The real focus, Carroll said, is to constantly assess how much “runway” you have, meaning how many months your business can keep operating before it’s out of money. This helps you make decisions about the amount of business you need, how quickly you spend cash, and whether you need to adjust your business plan or raise capital.
It helps to have a clear set of goals and regularly scheduled reviews to assess performance. Carroll says that he developed a set of key indicators to assess his runway. “Some trigger points inform me that I need to shift to more consistent work that I can acquire a bit easier (low interest/low challenge work), and some inform me that this is unsustainable and that I'll need to get additional sources of income,” he said. There are also metrics that let him know he’s on the right track, which helps with setting priorities.
Does Your Tech Startup Need a Lawyer?
Depending on how you set up your company, you may need to register for a business license, file papers for incorporation or as a limited liability company (LLC), and register with your state’s taxing authority. You may also need to develop articles of incorporation, partnership agreements, and a host of other legal paperwork.
A tech startup will need legal support. Even if you are operating as a sole proprietor or an independent contractor, you will still want to develop legal agreements to cover the scope of work you are performing for your clients and the terms that will define your relationships, deliverables, fees, and payment schedules.
Another consideration will be who owns the rights to your work product. During your consulting work, you may create intellectual property (IP) for your clients that may be entitled to copyright protection. If you haven’t clearly defined the IP in an agreement, your work may be considered “work for hire,” and you will lose the rights to your work product in the future. This is why creating contracts will be important for your firm.

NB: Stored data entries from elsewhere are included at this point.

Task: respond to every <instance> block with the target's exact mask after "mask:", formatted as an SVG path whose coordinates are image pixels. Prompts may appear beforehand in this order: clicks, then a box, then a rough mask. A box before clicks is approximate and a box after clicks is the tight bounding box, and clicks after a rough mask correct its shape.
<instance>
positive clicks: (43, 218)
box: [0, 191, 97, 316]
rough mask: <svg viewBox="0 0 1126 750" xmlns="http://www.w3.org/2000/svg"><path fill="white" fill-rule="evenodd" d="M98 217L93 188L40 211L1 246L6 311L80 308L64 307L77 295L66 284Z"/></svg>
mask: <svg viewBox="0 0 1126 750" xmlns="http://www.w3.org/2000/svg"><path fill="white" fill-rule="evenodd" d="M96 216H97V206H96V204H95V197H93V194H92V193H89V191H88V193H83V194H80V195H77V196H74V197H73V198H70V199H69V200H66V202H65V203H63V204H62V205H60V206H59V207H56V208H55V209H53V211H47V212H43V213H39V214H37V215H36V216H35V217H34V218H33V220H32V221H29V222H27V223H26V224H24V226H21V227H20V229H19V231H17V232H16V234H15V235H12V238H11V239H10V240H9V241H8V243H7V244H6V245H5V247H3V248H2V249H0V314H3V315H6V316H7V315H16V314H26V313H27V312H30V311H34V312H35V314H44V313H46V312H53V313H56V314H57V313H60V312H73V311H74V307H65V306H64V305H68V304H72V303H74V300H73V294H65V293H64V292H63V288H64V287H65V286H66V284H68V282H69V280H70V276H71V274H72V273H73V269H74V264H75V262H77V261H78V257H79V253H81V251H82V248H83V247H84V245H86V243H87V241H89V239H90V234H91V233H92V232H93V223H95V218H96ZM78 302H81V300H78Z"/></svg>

Do Tech Consultants Need Insurance?
As a tech consultant, you’ll also need protection from actions or lawsuits brought against you by clients or other companies. The cost of defending even a frivolous lawsuit can easily drive you out of business. Insurance options available for small businesses include the following:
- Errors & Omissions (E&O) Insurance: If you provide professional services, such as tech consulting, E&O insurance can protect you against claims of negligence or delivering inadequate work products. Also called “professional liability insurance,” an E&O policy can provide coverage for the cost of client claims for economic damages based on your advice or services.
- Commercial General Liability Insurance: General liability insurance can protect you from a variety of legal claims, such as slander, libel, or copyright violations. It also covers things like a customer suffering an injury while visiting your place of business.
- Business Owner’s Policy (BOP): Some small business owners choose to purchase a business owner’s policy, which often includes commercial general liability, property, and business interruption insurance.
Running your own business — especially if it’s doing something you love — can be a rewarding and lucrative way to earn a living. “Define what it takes to start and operate your business, identify what level of seed funding (or income) you will need to get everything off the ground, and set key trigger points for your first year,” says Jake Carroll. This can help inform you if you're on the right track, wrong track, or no track at all.